State and local officials in Tennessee, accustomed to seeing a growing automotive presence in central and southeastern portions of the state, have been preparing the Memphis Regional Supersite for such a project for years.

“There’s been quite a bit of money invested,” said Mark Herbison, president and CEO of HTL Advantage, an economic development organization that represents Haywood, Tipton and Lauderdale counties in west Tennessee.

“We relocated the state highway and four-laned it. We built a new interchange at the interstate. We have built one of three million-gallon water towers that’s going to be located on the site,” he said. A new sewer system is being installed, and work recently was completed on an on-site emergency management station that will be staffed by paramedics and firefighters.

Blue Oval City will be built on what’s known as the Memphis Regional Supersite, located about 50 miles northeast of Memphis and 40 miles southwest of Jackson, Tenn. The site is located in Haywood County, which is unincorporated save for two towns: Stanton and Brownsville, the county seat.

The county has a population of just over 17,000 people, according to the U.S. Census Bureau. But it borders Tennessee’s most-populous county, Shelby, home to Memphis and nearly 1 million residents.

Watch Ford's official Blue Oval City announcement above live from Tennessee Sept. 28 at 11 a.m. EDT.

Local economic development and government officials tout the Supersite’s size — they believe it’s one of the largest industrial sites in the country — and its location, just off Interstate 40 and close to a freight railroad. They also tout the infrastructure that’s been put into place to support development there, including electricity supplied by the Tennessee Valley Authority utility company, and its proximity to the urban workforces of Memphis and Jackson.

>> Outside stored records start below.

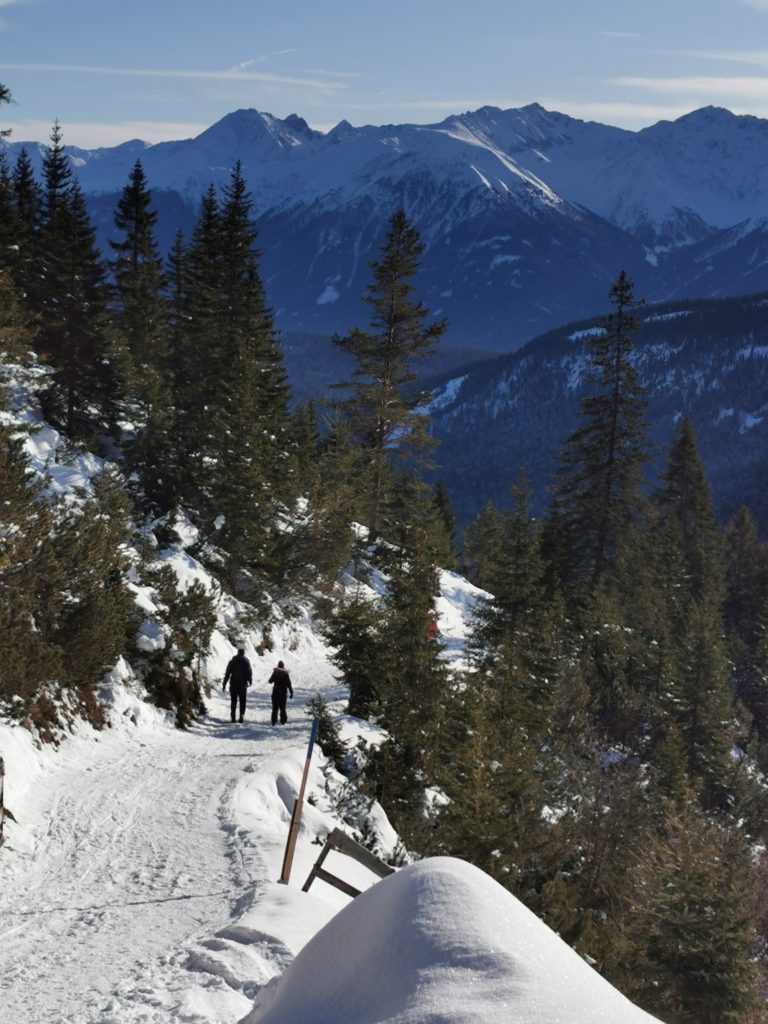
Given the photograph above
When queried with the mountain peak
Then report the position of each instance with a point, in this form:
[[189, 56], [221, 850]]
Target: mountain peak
[[248, 128]]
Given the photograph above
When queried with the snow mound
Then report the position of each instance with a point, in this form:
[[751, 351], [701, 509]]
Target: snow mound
[[439, 942]]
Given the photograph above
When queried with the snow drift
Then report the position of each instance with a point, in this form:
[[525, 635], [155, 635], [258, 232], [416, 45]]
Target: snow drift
[[439, 942]]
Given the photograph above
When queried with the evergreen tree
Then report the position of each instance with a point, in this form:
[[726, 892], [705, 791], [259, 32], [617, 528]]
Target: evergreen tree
[[684, 505], [95, 616], [329, 736], [232, 428], [515, 581], [71, 298], [249, 426], [414, 684], [482, 541], [5, 97], [353, 631], [747, 586], [383, 402], [10, 226], [693, 924], [142, 322], [137, 271], [28, 204], [186, 619], [28, 659], [442, 527], [597, 492]]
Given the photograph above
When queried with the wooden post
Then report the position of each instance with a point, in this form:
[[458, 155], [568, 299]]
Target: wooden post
[[2, 803], [293, 832], [346, 845]]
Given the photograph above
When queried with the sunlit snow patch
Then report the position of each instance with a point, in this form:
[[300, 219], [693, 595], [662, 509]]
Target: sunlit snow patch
[[439, 941]]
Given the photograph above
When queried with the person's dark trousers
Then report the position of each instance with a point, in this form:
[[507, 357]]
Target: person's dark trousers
[[279, 708], [238, 693]]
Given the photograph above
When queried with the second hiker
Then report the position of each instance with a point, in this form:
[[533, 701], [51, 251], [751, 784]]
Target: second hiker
[[281, 688]]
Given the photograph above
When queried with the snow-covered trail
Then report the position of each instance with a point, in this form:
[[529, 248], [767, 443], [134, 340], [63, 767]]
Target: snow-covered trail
[[135, 855]]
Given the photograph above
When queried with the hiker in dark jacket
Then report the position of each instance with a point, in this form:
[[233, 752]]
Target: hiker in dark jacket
[[240, 676], [281, 688]]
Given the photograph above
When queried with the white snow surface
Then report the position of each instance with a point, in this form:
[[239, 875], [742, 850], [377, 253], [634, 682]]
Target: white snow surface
[[439, 942], [138, 884]]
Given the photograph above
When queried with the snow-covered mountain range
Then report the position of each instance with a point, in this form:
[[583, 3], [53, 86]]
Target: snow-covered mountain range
[[526, 215]]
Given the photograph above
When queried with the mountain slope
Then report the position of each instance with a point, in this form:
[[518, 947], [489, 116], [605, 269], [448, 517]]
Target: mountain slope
[[439, 941], [707, 360], [526, 214]]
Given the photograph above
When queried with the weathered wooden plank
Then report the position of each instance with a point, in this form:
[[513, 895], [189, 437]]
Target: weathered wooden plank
[[332, 880]]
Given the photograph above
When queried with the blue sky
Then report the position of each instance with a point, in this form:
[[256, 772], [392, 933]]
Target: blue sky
[[113, 70]]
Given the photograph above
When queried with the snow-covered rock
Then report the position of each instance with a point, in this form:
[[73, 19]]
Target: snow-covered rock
[[439, 941]]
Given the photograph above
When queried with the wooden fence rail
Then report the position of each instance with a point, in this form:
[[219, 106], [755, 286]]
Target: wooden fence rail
[[2, 802], [339, 841]]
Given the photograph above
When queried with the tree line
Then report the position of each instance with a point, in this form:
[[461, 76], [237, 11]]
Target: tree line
[[602, 755]]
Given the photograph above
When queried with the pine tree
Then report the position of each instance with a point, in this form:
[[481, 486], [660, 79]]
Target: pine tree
[[28, 203], [95, 617], [10, 226], [353, 630], [28, 659], [141, 318], [414, 683], [249, 429], [597, 492], [442, 527], [137, 271], [515, 582], [72, 300], [482, 546], [693, 924], [684, 504], [383, 402], [747, 584]]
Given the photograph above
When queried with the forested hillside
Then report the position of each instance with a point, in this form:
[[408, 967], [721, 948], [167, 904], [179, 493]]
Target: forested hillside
[[702, 359], [604, 755]]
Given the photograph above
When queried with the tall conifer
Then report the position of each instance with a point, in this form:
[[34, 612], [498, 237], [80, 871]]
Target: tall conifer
[[381, 406]]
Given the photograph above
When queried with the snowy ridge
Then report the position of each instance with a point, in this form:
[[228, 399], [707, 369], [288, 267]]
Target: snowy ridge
[[138, 882], [680, 206]]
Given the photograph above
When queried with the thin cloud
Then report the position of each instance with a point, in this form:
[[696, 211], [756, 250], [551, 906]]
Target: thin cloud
[[748, 87], [91, 135], [238, 74], [452, 105], [275, 53], [326, 73], [616, 113], [757, 58]]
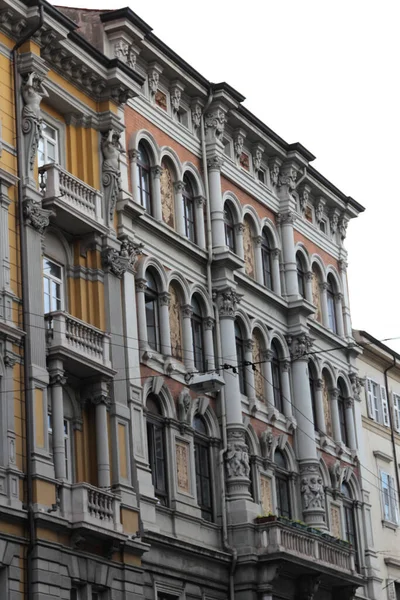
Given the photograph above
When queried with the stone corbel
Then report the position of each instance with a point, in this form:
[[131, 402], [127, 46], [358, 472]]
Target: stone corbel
[[153, 77]]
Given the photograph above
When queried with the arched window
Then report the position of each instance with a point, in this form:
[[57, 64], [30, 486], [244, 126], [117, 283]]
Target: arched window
[[202, 464], [312, 380], [282, 487], [266, 259], [188, 210], [276, 377], [240, 354], [342, 413], [301, 275], [143, 177], [330, 296], [198, 336], [156, 448], [152, 312], [350, 531], [229, 228]]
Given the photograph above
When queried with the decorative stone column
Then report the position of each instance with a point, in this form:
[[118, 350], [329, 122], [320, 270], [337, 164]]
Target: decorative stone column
[[199, 221], [276, 272], [208, 325], [312, 490], [156, 192], [287, 219], [57, 382], [187, 336], [165, 332], [179, 187]]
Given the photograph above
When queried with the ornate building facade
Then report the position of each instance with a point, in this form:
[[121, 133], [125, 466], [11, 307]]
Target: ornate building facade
[[179, 385]]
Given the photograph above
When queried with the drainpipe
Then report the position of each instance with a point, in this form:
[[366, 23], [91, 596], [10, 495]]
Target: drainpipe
[[222, 452], [25, 307], [396, 466]]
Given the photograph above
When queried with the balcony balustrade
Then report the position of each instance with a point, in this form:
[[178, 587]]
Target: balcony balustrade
[[77, 206]]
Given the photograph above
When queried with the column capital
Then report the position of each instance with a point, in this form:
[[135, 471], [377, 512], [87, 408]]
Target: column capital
[[227, 301]]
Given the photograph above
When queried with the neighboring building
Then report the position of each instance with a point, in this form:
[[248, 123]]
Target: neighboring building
[[177, 334], [379, 367]]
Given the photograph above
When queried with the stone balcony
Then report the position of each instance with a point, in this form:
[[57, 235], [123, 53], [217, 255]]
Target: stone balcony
[[77, 207], [84, 349]]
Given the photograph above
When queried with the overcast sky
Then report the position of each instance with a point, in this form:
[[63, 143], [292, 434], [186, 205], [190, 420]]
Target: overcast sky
[[325, 74]]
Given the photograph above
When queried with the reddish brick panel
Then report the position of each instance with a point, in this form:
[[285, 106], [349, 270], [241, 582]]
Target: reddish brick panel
[[312, 248], [244, 198]]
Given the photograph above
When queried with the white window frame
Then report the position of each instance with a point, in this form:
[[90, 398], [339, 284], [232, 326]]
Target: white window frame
[[57, 281], [390, 507]]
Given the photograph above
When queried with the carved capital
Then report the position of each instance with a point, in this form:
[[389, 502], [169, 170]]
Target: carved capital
[[36, 216], [227, 301]]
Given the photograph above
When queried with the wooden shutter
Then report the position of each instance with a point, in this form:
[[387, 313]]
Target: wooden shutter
[[385, 406], [370, 399]]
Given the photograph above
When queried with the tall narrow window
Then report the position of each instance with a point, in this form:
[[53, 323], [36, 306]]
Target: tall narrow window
[[52, 285], [152, 313], [330, 294], [198, 336], [342, 414], [300, 276], [350, 532], [188, 210], [283, 504], [276, 377], [48, 145], [266, 260], [143, 177], [202, 463], [156, 448], [240, 358], [229, 228]]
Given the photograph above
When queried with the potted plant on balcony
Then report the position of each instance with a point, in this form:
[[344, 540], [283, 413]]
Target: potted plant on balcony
[[268, 518]]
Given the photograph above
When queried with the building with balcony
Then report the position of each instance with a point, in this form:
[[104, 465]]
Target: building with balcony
[[180, 394]]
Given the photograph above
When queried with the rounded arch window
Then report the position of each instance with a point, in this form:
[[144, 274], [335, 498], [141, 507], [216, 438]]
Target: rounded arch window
[[266, 257], [330, 296], [282, 485], [198, 335], [229, 227], [156, 447], [152, 311], [202, 467], [143, 177], [276, 376]]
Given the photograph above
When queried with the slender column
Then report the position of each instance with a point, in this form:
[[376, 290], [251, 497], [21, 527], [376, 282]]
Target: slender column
[[187, 335], [141, 287], [133, 156], [350, 427], [324, 303], [319, 405], [289, 254], [250, 383], [199, 221], [216, 203], [208, 325], [346, 309], [156, 192], [286, 394], [258, 258], [276, 273], [179, 187], [339, 314], [165, 333], [312, 490], [57, 381], [103, 455], [333, 396], [269, 389]]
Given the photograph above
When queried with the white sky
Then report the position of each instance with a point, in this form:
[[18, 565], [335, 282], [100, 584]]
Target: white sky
[[325, 74]]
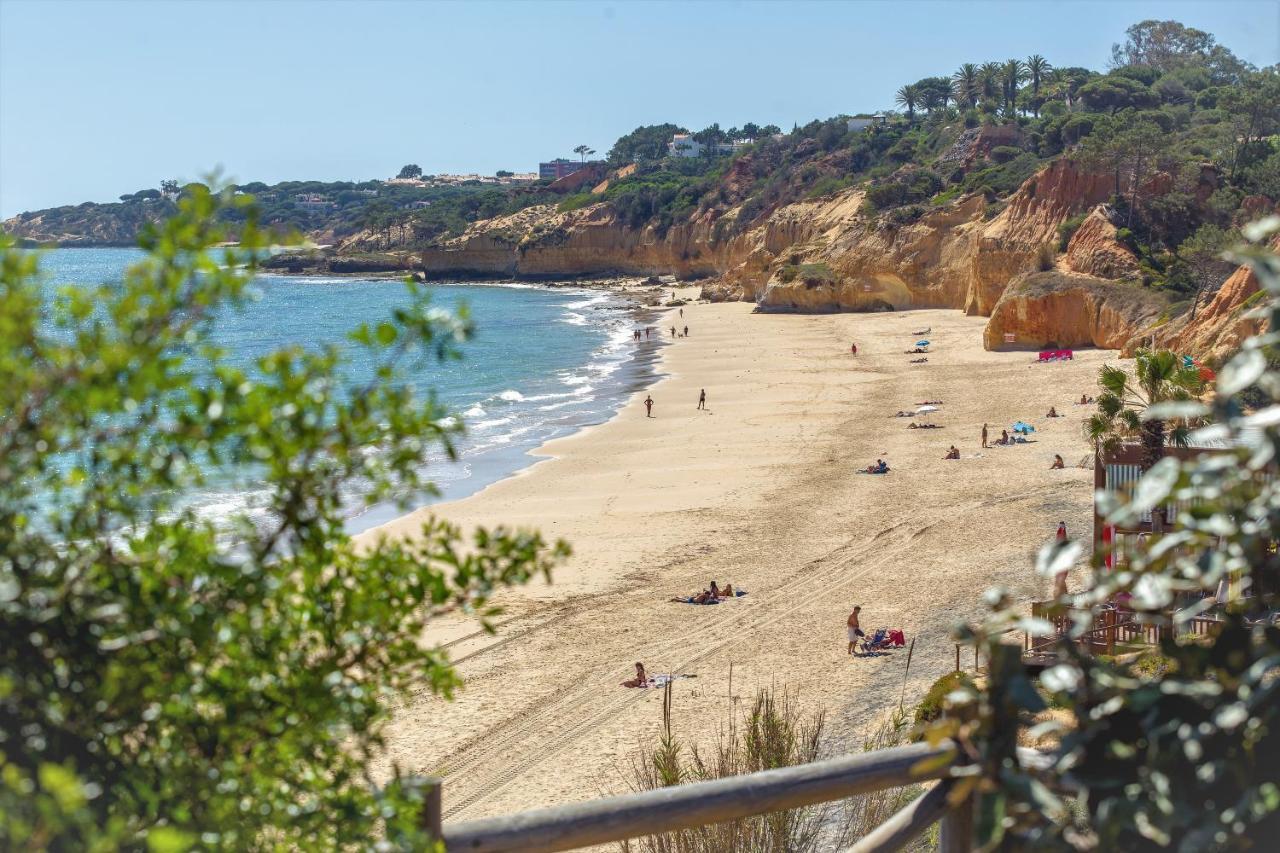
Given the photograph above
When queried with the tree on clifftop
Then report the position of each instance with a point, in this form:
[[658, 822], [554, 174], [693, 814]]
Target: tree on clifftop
[[909, 97]]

HTL Advantage recently commissioned a labor analysis from the same company that studied the labor market ahead of Toyota Motor Corp.’s decision in the 2000s to locate a plant near Tupelo, Miss., which is less than a two-hour drive from Haywood County. The study, Herbison said, found that within a 45-minute drive of the site, there are about 1 million people, some 200,000 of whom have automotive manufacturing skills and another 200,0000 with skills needed to work in battery manufacturing.

“You’ll have people that will live all over the region coming to work at the site,” he said. “We’ve got a large, abundant urban workforce.”

The workforce has been bolstered, too, he said, by Tennessee’s investments in vocational training and a free community college program. Still, the campus would be the region’s first vehicle assembly plant operation, he said, though west Tennessee is home to some automotive suppliers and other large manufacturers.